At this stage, ask yourself a very important question:

Can the fight be understood without technique?

If the answer is no, then the choreography is probably still too dependent upon mechanics.

A strong narrative fight should remain understandable even if one removes the swords entirely. The audience should still be able to perceive:

  • pressure,
  • pursuit,
  • fear,
  • resistance,
  • dominance,
  • retreat,
  • escalation,
  • and changing control.

This leads us to an exercise I strongly encourage:

Daydream the Fight

Do not immediately picture punches, parries, or weapon combinations.

Instead, imagine the fight occurring in a real space occupied by vague figures. Watch how they move toward one another. Watch who hesitates. Watch who advances first. Watch who circles instead of closing directly. Allow the blocking to emerge before seeing limbs or weapons.

At first, the figures may appear almost abstract. That is perfectly acceptable. Resist the urge to sharpen the image too quickly. You are not yet choreographing techniques. You are discovering conflict geometry.

Gradually, the movement patterns will begin clarifying themselves.

Write down the blocking outline first.

Only afterward should you begin layering in specific choreography.

This process often reveals dramatic truths that mechanical invention alone would never discover. One character may repeatedly attempt to reclaim center space. Another may refuse to move backward until panic finally forces retreat. One may constantly angle toward escape routes while another relentlessly cuts those routes away. None of this requires a sword to become readable.

That negotiation of space is the fight.

The sword merely articulates it in a historical vocabulary.

If the fight reads clearly without weapons, then adding blades, punches, grappling, or other techniques will sharpen and enrich the conflict. But if the underlying spatial relationships are unclear, no amount of clever choreography will repair the scene.

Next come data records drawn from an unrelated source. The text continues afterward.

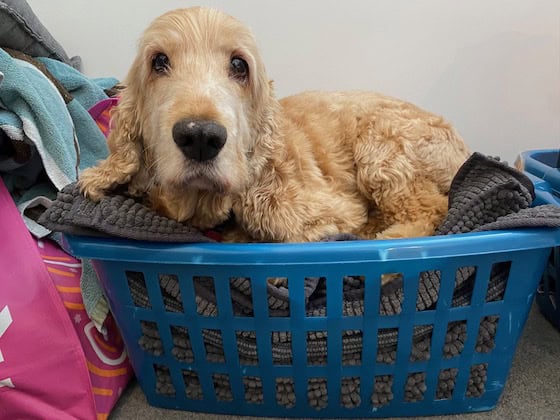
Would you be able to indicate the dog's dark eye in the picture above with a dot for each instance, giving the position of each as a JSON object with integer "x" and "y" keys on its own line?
{"x": 239, "y": 69}
{"x": 160, "y": 63}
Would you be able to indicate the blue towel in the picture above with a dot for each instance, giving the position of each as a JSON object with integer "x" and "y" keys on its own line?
{"x": 64, "y": 139}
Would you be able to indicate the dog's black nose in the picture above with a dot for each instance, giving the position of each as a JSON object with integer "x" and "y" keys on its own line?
{"x": 199, "y": 140}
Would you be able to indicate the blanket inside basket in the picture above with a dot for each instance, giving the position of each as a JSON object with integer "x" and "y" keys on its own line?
{"x": 485, "y": 195}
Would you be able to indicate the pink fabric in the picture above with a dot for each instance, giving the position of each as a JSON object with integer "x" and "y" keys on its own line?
{"x": 43, "y": 371}
{"x": 107, "y": 361}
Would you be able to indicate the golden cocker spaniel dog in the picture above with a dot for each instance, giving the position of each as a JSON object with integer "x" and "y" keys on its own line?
{"x": 199, "y": 131}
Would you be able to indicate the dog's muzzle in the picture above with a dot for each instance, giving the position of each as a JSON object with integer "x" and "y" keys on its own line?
{"x": 199, "y": 140}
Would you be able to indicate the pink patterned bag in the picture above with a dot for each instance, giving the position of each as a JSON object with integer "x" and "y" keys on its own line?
{"x": 53, "y": 364}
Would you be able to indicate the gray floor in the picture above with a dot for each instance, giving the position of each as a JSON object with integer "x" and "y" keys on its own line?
{"x": 532, "y": 391}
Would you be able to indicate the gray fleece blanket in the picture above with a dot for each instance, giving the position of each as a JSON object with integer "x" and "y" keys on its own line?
{"x": 485, "y": 195}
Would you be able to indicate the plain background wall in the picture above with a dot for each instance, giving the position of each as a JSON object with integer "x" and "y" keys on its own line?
{"x": 490, "y": 67}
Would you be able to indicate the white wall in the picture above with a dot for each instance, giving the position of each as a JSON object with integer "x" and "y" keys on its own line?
{"x": 490, "y": 67}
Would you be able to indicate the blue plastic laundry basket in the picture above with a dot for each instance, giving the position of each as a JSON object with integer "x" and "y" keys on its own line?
{"x": 523, "y": 252}
{"x": 543, "y": 167}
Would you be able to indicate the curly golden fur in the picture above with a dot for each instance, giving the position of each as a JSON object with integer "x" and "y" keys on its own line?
{"x": 293, "y": 170}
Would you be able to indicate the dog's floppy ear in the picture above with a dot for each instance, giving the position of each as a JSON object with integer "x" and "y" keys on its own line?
{"x": 124, "y": 142}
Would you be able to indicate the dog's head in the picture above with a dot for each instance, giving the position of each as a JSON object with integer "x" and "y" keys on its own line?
{"x": 196, "y": 104}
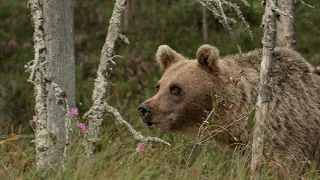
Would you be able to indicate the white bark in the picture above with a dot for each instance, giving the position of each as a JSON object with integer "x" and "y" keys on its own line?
{"x": 38, "y": 74}
{"x": 204, "y": 24}
{"x": 101, "y": 85}
{"x": 58, "y": 26}
{"x": 285, "y": 36}
{"x": 265, "y": 94}
{"x": 53, "y": 74}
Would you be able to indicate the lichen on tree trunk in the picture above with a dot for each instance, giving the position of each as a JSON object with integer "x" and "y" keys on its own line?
{"x": 58, "y": 26}
{"x": 285, "y": 35}
{"x": 52, "y": 69}
{"x": 101, "y": 85}
{"x": 265, "y": 93}
{"x": 38, "y": 73}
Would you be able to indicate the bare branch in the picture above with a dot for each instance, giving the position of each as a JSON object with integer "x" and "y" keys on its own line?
{"x": 136, "y": 134}
{"x": 265, "y": 93}
{"x": 216, "y": 7}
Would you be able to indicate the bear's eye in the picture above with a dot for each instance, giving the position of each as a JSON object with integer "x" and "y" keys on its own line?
{"x": 175, "y": 90}
{"x": 157, "y": 87}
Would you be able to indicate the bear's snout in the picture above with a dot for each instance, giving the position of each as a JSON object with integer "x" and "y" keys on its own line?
{"x": 144, "y": 111}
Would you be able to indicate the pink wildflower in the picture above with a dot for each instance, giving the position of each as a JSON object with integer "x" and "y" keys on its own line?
{"x": 74, "y": 112}
{"x": 141, "y": 147}
{"x": 82, "y": 127}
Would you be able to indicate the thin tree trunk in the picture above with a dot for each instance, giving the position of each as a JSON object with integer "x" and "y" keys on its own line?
{"x": 37, "y": 76}
{"x": 101, "y": 85}
{"x": 265, "y": 93}
{"x": 126, "y": 17}
{"x": 285, "y": 35}
{"x": 58, "y": 27}
{"x": 204, "y": 24}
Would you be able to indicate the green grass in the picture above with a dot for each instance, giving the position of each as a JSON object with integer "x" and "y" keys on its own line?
{"x": 118, "y": 159}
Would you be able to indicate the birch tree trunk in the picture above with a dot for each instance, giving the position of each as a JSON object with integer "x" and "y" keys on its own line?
{"x": 265, "y": 93}
{"x": 38, "y": 72}
{"x": 285, "y": 35}
{"x": 58, "y": 27}
{"x": 101, "y": 85}
{"x": 53, "y": 73}
{"x": 204, "y": 24}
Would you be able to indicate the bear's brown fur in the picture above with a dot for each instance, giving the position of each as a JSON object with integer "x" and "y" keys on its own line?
{"x": 189, "y": 89}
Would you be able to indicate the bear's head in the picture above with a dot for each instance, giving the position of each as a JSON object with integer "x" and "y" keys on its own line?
{"x": 184, "y": 93}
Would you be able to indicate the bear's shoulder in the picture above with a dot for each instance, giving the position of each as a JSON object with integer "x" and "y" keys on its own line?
{"x": 284, "y": 60}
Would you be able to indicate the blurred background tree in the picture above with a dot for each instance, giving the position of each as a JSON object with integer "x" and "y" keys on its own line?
{"x": 147, "y": 24}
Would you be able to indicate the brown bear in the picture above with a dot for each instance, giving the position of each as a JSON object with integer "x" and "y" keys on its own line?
{"x": 228, "y": 87}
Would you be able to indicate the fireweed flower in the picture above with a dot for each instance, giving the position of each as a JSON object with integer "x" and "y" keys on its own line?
{"x": 74, "y": 112}
{"x": 140, "y": 147}
{"x": 82, "y": 127}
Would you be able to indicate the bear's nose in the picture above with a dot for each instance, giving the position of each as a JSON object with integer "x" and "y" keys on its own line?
{"x": 143, "y": 110}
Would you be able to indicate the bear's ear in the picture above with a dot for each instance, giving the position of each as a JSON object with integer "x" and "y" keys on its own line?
{"x": 167, "y": 56}
{"x": 208, "y": 57}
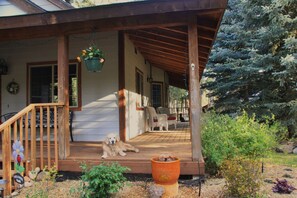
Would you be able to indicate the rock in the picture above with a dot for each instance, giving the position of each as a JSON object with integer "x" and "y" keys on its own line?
{"x": 33, "y": 174}
{"x": 15, "y": 193}
{"x": 155, "y": 191}
{"x": 27, "y": 179}
{"x": 295, "y": 150}
{"x": 28, "y": 184}
{"x": 41, "y": 176}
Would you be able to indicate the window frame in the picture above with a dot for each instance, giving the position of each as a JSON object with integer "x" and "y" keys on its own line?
{"x": 52, "y": 64}
{"x": 161, "y": 92}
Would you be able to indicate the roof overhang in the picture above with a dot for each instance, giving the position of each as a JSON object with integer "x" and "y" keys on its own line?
{"x": 158, "y": 28}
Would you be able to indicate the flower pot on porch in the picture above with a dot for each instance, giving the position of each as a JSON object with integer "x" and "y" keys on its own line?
{"x": 165, "y": 172}
{"x": 94, "y": 64}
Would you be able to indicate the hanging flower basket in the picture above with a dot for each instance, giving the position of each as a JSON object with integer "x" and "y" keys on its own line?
{"x": 94, "y": 65}
{"x": 93, "y": 58}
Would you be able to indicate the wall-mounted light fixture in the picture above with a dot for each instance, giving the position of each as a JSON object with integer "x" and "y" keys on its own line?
{"x": 3, "y": 67}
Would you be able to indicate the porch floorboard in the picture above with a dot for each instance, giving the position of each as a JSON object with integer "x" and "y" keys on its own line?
{"x": 175, "y": 141}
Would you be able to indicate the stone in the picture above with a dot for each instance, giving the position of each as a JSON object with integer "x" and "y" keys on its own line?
{"x": 278, "y": 150}
{"x": 33, "y": 174}
{"x": 28, "y": 184}
{"x": 295, "y": 150}
{"x": 41, "y": 176}
{"x": 14, "y": 194}
{"x": 27, "y": 179}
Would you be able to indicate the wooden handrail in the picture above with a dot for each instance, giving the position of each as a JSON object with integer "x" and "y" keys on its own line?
{"x": 25, "y": 122}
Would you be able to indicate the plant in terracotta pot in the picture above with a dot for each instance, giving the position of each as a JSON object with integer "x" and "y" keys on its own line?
{"x": 93, "y": 58}
{"x": 165, "y": 172}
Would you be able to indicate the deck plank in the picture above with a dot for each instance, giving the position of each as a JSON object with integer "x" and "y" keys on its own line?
{"x": 151, "y": 144}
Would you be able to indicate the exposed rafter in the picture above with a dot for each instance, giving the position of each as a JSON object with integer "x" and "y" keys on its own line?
{"x": 27, "y": 6}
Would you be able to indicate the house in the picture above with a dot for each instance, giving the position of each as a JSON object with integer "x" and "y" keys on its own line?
{"x": 148, "y": 45}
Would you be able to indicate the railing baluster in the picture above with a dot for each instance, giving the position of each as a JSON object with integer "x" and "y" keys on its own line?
{"x": 33, "y": 138}
{"x": 22, "y": 126}
{"x": 56, "y": 136}
{"x": 41, "y": 137}
{"x": 48, "y": 137}
{"x": 27, "y": 142}
{"x": 15, "y": 131}
{"x": 6, "y": 158}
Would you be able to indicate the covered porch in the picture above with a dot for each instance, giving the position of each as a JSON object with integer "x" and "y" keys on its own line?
{"x": 175, "y": 141}
{"x": 172, "y": 36}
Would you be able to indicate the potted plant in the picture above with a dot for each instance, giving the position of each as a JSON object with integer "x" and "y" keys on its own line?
{"x": 165, "y": 172}
{"x": 93, "y": 58}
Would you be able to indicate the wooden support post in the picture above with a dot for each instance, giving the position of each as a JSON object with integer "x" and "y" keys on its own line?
{"x": 63, "y": 97}
{"x": 6, "y": 159}
{"x": 194, "y": 89}
{"x": 121, "y": 92}
{"x": 33, "y": 139}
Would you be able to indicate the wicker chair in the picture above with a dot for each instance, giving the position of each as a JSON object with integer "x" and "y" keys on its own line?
{"x": 156, "y": 120}
{"x": 171, "y": 117}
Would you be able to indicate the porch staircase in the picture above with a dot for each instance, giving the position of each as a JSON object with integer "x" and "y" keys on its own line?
{"x": 22, "y": 127}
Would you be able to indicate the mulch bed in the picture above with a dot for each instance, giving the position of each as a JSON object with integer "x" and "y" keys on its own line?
{"x": 188, "y": 187}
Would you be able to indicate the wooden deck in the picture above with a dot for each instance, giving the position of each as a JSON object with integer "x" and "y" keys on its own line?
{"x": 176, "y": 142}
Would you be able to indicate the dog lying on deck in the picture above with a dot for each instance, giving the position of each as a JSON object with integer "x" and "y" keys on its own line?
{"x": 113, "y": 146}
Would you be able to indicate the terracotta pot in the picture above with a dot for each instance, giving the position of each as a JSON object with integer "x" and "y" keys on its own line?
{"x": 165, "y": 172}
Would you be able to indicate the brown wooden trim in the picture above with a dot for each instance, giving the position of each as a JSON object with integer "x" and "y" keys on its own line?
{"x": 63, "y": 96}
{"x": 121, "y": 92}
{"x": 112, "y": 11}
{"x": 194, "y": 91}
{"x": 27, "y": 6}
{"x": 61, "y": 4}
{"x": 1, "y": 95}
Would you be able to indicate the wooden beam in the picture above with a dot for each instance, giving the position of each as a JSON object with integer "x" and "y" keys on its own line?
{"x": 156, "y": 41}
{"x": 113, "y": 24}
{"x": 121, "y": 92}
{"x": 61, "y": 4}
{"x": 195, "y": 98}
{"x": 63, "y": 96}
{"x": 27, "y": 6}
{"x": 132, "y": 9}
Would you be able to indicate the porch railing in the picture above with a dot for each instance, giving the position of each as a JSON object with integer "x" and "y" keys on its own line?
{"x": 24, "y": 127}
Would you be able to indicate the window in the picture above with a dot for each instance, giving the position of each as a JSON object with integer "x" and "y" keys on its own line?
{"x": 157, "y": 94}
{"x": 43, "y": 84}
{"x": 139, "y": 87}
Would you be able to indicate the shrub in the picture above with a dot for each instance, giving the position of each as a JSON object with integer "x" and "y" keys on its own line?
{"x": 103, "y": 180}
{"x": 224, "y": 137}
{"x": 242, "y": 176}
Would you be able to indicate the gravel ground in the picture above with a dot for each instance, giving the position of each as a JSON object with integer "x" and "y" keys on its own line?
{"x": 211, "y": 188}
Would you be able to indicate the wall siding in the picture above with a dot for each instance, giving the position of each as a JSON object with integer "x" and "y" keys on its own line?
{"x": 99, "y": 114}
{"x": 135, "y": 119}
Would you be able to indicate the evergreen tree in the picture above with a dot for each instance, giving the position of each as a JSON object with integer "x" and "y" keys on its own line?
{"x": 253, "y": 64}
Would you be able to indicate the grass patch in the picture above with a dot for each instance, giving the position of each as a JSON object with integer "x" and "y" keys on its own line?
{"x": 282, "y": 159}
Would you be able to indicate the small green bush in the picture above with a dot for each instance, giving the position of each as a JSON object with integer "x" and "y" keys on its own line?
{"x": 103, "y": 180}
{"x": 224, "y": 138}
{"x": 243, "y": 177}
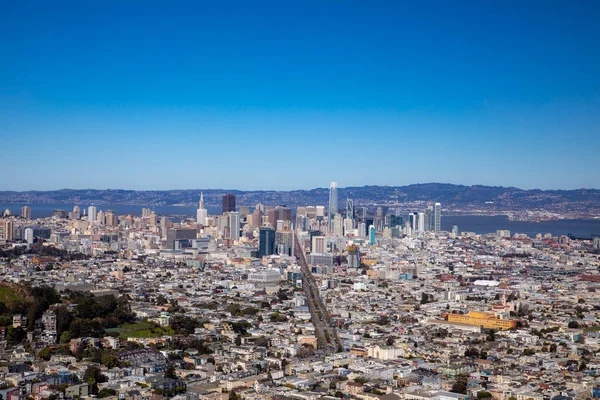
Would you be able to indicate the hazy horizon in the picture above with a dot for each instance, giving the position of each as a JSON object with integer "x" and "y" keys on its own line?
{"x": 297, "y": 189}
{"x": 145, "y": 94}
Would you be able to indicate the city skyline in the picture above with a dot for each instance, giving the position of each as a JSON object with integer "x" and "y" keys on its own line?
{"x": 141, "y": 96}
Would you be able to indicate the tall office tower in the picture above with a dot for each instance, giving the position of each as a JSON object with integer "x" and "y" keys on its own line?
{"x": 256, "y": 218}
{"x": 76, "y": 213}
{"x": 353, "y": 256}
{"x": 350, "y": 208}
{"x": 421, "y": 222}
{"x": 26, "y": 212}
{"x": 8, "y": 230}
{"x": 92, "y": 213}
{"x": 333, "y": 204}
{"x": 234, "y": 225}
{"x": 301, "y": 223}
{"x": 429, "y": 218}
{"x": 100, "y": 217}
{"x": 201, "y": 212}
{"x": 396, "y": 220}
{"x": 437, "y": 217}
{"x": 59, "y": 214}
{"x": 260, "y": 207}
{"x": 279, "y": 213}
{"x": 379, "y": 219}
{"x": 152, "y": 219}
{"x": 244, "y": 210}
{"x": 28, "y": 235}
{"x": 362, "y": 229}
{"x": 412, "y": 219}
{"x": 338, "y": 225}
{"x": 266, "y": 241}
{"x": 111, "y": 218}
{"x": 173, "y": 235}
{"x": 319, "y": 245}
{"x": 228, "y": 203}
{"x": 348, "y": 226}
{"x": 455, "y": 230}
{"x": 284, "y": 242}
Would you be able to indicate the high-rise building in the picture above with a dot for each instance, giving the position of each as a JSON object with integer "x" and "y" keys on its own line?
{"x": 8, "y": 230}
{"x": 284, "y": 242}
{"x": 420, "y": 222}
{"x": 437, "y": 217}
{"x": 59, "y": 214}
{"x": 174, "y": 235}
{"x": 350, "y": 208}
{"x": 429, "y": 218}
{"x": 333, "y": 204}
{"x": 319, "y": 245}
{"x": 100, "y": 217}
{"x": 279, "y": 213}
{"x": 26, "y": 212}
{"x": 92, "y": 213}
{"x": 266, "y": 241}
{"x": 201, "y": 212}
{"x": 28, "y": 235}
{"x": 244, "y": 210}
{"x": 371, "y": 235}
{"x": 353, "y": 256}
{"x": 228, "y": 203}
{"x": 111, "y": 218}
{"x": 338, "y": 225}
{"x": 234, "y": 225}
{"x": 362, "y": 229}
{"x": 153, "y": 218}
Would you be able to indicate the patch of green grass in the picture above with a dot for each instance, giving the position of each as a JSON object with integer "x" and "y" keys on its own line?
{"x": 8, "y": 295}
{"x": 143, "y": 329}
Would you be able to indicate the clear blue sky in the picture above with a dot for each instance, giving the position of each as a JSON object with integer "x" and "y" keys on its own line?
{"x": 295, "y": 94}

Elaborate mechanics layered over weak dramatic structure simply create decorative confusion.

Fights should travel, breathe, and evolve spatially.

Pressure should shift.

Dominance should change hands.

Distances should collapse and expand.

Moments of stillness should alternate with sudden movement.

A fight that remains emotionally and spatially unchanged quickly becomes monotonous no matter how technically impressive the choreography may be.

Always remember:

The audience experiences the fight first as human conflict, and only secondarily as technique.